Mangelnde Kontrollen beim Finanzbetrug in Deutschland

Die Bundesregierung hat erkannt, dass es Verbesserungsbedarf bei der Kontrolle und Verfolgung von Finanzkriminalität gibt. Sie hat daher einen Gesetzentwurf zur Bekämpfung von Finanzkriminalität, insbesondere von Geldwäsche, beschlossen. Kernstück des Gesetzes ist die Gründung eines neuen Bundesamts zur Bekämpfung von Finanzkriminalität (BBF).
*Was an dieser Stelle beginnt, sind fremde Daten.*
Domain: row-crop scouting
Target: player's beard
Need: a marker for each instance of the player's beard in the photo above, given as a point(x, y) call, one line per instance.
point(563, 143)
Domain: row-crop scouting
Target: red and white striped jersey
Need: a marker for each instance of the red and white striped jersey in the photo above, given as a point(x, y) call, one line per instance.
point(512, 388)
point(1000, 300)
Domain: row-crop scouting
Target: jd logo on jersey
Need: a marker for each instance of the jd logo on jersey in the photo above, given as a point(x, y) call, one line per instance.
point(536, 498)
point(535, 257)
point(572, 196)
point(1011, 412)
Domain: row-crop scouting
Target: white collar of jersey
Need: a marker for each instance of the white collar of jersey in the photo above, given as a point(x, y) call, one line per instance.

Das BBF soll die unterschiedlichen Kompetenzen innerhalb der Geldwäschebekämpfung bündeln. Dazu gehören die Analyse (Financial Intelligence Unit, FIU), strafrechtliche Ermittlungen und die Koordinierung der Geldwäscheaufsicht. Durch die Zusammenführung dieser Kompetenzen unter einem Dach soll die Zusammenarbeit erleichtert und intensiviert werden.

Ein wichtiger Aspekt der neuen Strategie ist der sogenannte „follow the money“-Ansatz. Dabei wird nicht nur ausgehend von Vortaten ermittelt, sondern bereits bei verdächtigen Finanzströmen angesetzt, um so die dahinter liegenden Straftaten aufzudecken. Dieser Ansatz soll es dem BBF ermöglichen, illegale oder verdächtige Finanzströme bis zu den professionellen Hintermännern und Netzwerken aufzuspüren.

Zudem wird ein Immobilientransaktionsregister innerhalb des BBF eingerichtet, das den Behörden vollen digitalen Zugriff auf die benötigten Immobiliendaten ermöglichen soll.

Trotz dieser Fortschritte gibt es weiterhin Kritik. Einige Experten argumentieren, dass die Maßnahmen nicht weit genug gehen und weiterhin eine effektive Kontrolle und Verfolgung von Finanzkriminalität fehlt. Es bleibt abzuwarten, wie effektiv die neuen Maßnahmen in der Praxis sein werden.